In China, it is legal to sell ivory provided that the retailer displays the carving with a credit card sized photo ID, proving its source is from government stock piles and not from smuggling. However, some reports show that the ID and the carvings do not match.

It is suggested that these Chinese consumers desire the possession of ivory as a symbol of wealth and good luck, and more crudely as a source of investment. As the number of elephants and rhinos diminishes, the price of ivory increases tremendously, forcing this already illegal practise to become even more favourable for smugglers.
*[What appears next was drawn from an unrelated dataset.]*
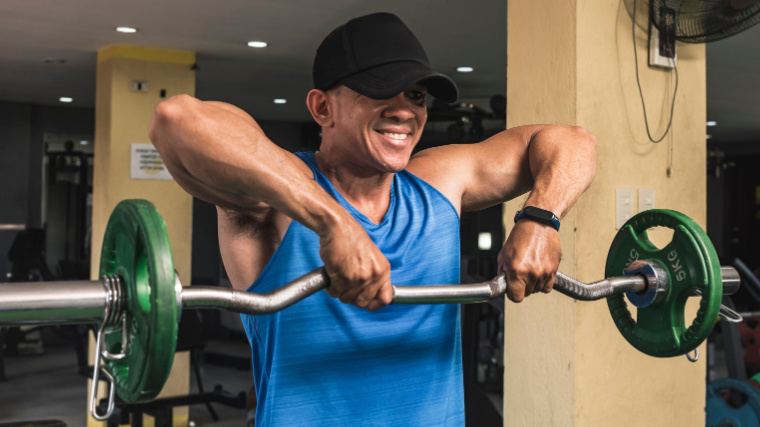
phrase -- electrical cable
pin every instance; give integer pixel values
(641, 93)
China is however taking small steps to try and cease this practice. In Hong Kong, a leading trade location for ivory, conservation groups have urged the incineration of 28 tonnes of confiscated ivory, a process estimated to take over two years. Such a procedure is thought to discourage further the smuggling and trading of ivory. Moreover, in January 2014, Chinese customs officers seized and publicly crushed six tonnes of illegal ivory in order to raise public awareness that such a practise still exists.

This has however opened up new ways of buying and selling. Although supposedly illegal, the online selling of ivory is not hard to come by but with it becoming harder to smuggle, the price is being driven up with a disproportionate amount of collectors to the amount of available ivory. This does beg the question of whether such a practise will ever be eradicated as it seems that however one polices it, certain individuals will find a way to cheat the system.